} <HUGE FLASH OF LIGHT>
} <FIRE TRACKS LIGHTS UP THE SCENE>
} <DELOREAN MATERIALIZES OUT OF A HAZE OF BLUE>
} <ORACLE STEPS OUT OF DELOREAN, TAKES OFF GOGGLES>
} Well, yes people, I am back from the future. You know, I just
} had to take a little trip to look a few months ahead for this
} guy up here. Yeah, yeah, I know I'm omnipotent and everything,
} but there's a difference between *knowing* something is going
} to happen and *seeing* it happen oneself.
} Anyway, let me fill you all in on what I saw in the future, and
} what is going to happen to this poor Questioner when he finally
} breaks down and tells this woman just how much he loves her.
} <PULLS OUT VIDEOCAMERA AND PROJECTION SCREEN>
} Dim the lights, will you please? Ah, thank you.
} <whirr... whirr... whirr...>
} <Narrator's voice is heard over the video...>
} Ah, yes, it's summertime at last! June 29, 1992 to be exact.
} Monday morning... ah that fateful Monday! We're standing
} here in W's neighboorhood, and right ahead is her house.
} <For you yutzes who are clueless, W stands for the woman the
} guy is trying to tell he loves, Q is for the guy himself,
} (it stands for Questioner, what else???) and B is for...

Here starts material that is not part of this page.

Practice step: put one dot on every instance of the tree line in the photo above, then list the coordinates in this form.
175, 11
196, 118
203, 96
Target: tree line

} well, you'll find out soon enough...>
} Ah, yes, there at the doorstep appears lovely W! Look at
} her grace of form as she stretches and drinks in the dawn
} of a lovely day! What a magnificent smile, it's no wonder
} Q is in love with her. Ah, her warmth, her radiance, her
} wonderful beauty...
} And what's this I see? Well, I believe it is the timid
} young Q, hiding behind a tree in W's side yard! What's
} that he's got in his hands? A boquet of roses! Oh, how
} sweet, W is just going to *love* those! Oh, no, no, Q!
} Look out for that... dog! Oh, no, Q, I'm sorry! It
} looks like you're all WET! <Heh heh heh...> Shouldn't
} have been standing right near that tree I guess, espec-
} ially with those brown slacks on...
} Undaunted, Q shakes off his leg and steps from behind
} his tree! Let's listen closely!
} Q: Uh... uh... uh...
} <Very articulate, isn't he? :-)>
} W: Oh, hi there! Morning! I was just going out for my
} morning jog... what's that smell?
} Q: Oh, uh, it's, uh, a new cologne I've been trying.
} <Sigh, what a yutz...>
} W: So, uh, who are the roses for? <Slight smile...>
} Q: Um, they're, uh... <Trips over his shoelace while
} walking to give her the roses>
} <Great, now he smells bad and has mud all over his
} shirt. Matches his slacks, anyway...>
} Q: They're for you. I uh... I love you. I've been
} trying to keep these feelings in for months, and it
} hasn't been working. I love you, and I want you to
} leave that no-brained boyfriend you've been hanging
} around with. I'll treat you better than he will,
} the jerk. I'll do whatever you want for you. I'll
} be your love slave! Just name it, it's yours!
} Just tell me that you love me...
} <Sound of a car approaching. Black 'vette pulls up
} in front of the house, big burly guy gets out. The
} infamous boyfriend, of course...>
} B: WHAT's GOING ON HERE?
} Q: <in panic> Uh, nothing, bug guy, I mean big guy!
} Nothing at all!
} W: <wanting to protect Q> He was just bringing these
} roses to... my mother! That's all, see, she's been
} ill lately, and...
} <The Oracle speaks> Now, at this moment, I decided
} to set straight an awkward situation...
} ORACLE: No, no, no, that's not what happened at
} all! <Oracle steps out from his Delorean across the
} street.> See, I have this videocamera here, and I
} recorded the whole conversation. Hey, boyfriend,
} you want to see it!
} <Oracle proceeds to show previous dialogue, after
} which the boyfriend goes crazy and starts ripping
} Q's limbs off.>
} <MEANWHILE, BACK IN THE PRESENT...>
} So, wasn't that entertaining boys and girls?
} The Questioner decided to pursue his life's dream,
} and in the process get his life force sucked out
} of his eye sockets. So the answer to the above
} question is a most definite and sincere "NO", if
} you have any desire to stay alive. And of course,
} the moral of the story is, "'Tis better to have
} loved and lost, just get it all down on videotape."
} Until next time...
} Oh, by the way, you owe the Oracle a copy of
} "'Ask Beth's' Pocket Guide to Dating."